Selain itu, ketika kita sedang menjalin suatu hubungan dengan orang lain, entah persahabatan ataupun percintaan. Secara logika, terbentuknya suatu hubungan tersebut karena ada faktor kenyamanan yang timbul. Namun seiring berjalannya waktu, sifat manusia yang beraneka ragam, pasti ada saatnya kita punya rasa kecewa terhadap hubungan yang sedang kita jalani. Hal ini dapat terlihat dari sikap kita sendiri maupun sikap rekan kita dalam menjalin hubungan tersebut. Rasa kecewa terhadap suatu hubungan akan muncul ketika ada sifat dan sikap yang dimiliki oleh rekan tidak sejalan dengan apa yang kita inginkan ataupun sebaliknya. Tentu saja hal ini menimbulkan konflik secara terus menerus ataupun salah paham yang berlebih, sehingga hubungan persahabatan atau percintaan tersebut dapat berakhir. Dengan berakhirnya suatu hubungan tersebut, maka ada saat dimana kita melakukan introspeksi diri, apakah selama ini yang kita anggap salah paham sebenarnya kitalah yang membuat hal itu terjadi.

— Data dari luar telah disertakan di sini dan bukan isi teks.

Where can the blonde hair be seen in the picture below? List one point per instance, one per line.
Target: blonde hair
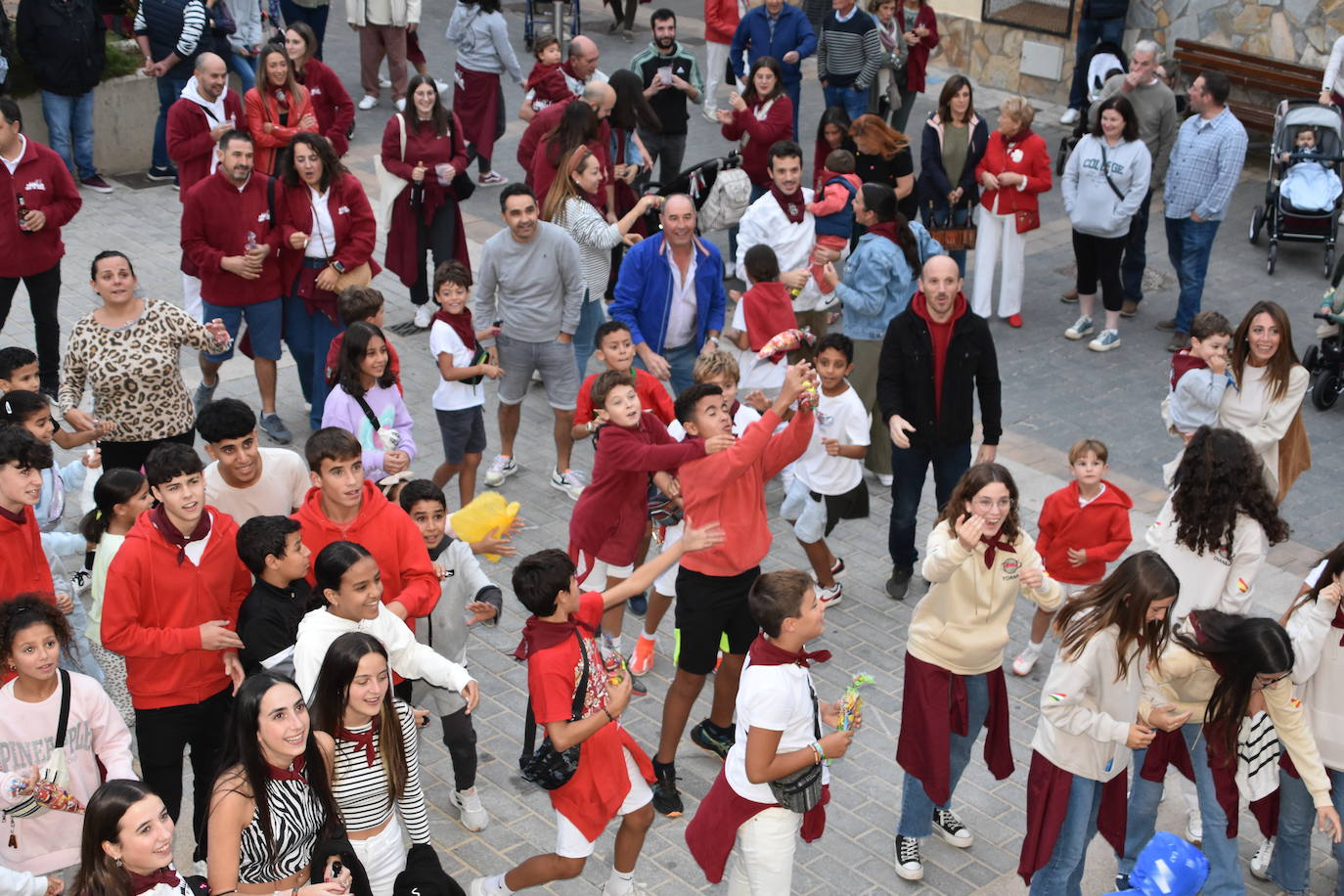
(715, 366)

Melalui proses introspeksi, koreksi dan perbaikan diri inilah kita dapat memetik rasa syukur dari kejadian yang telah dilalui, dengan kata lain kita dapat mengambil hikmah atas apa yang telah kita perbuat. Hal ini dapat merubah diri kita menjadi seseorang yang lebih baik dalam menjalani suatu pekerjaan maupun suatu hubungan selanjutnya. Korelasi kecewa dan bersyukur akan terlihat jika kita mau merubah cara berfikir secara logis, karena dibalik rasa kecewa pasti akan ada rasa syukur yang kita tangkap dari sebuah kekecewaan yang terjadi.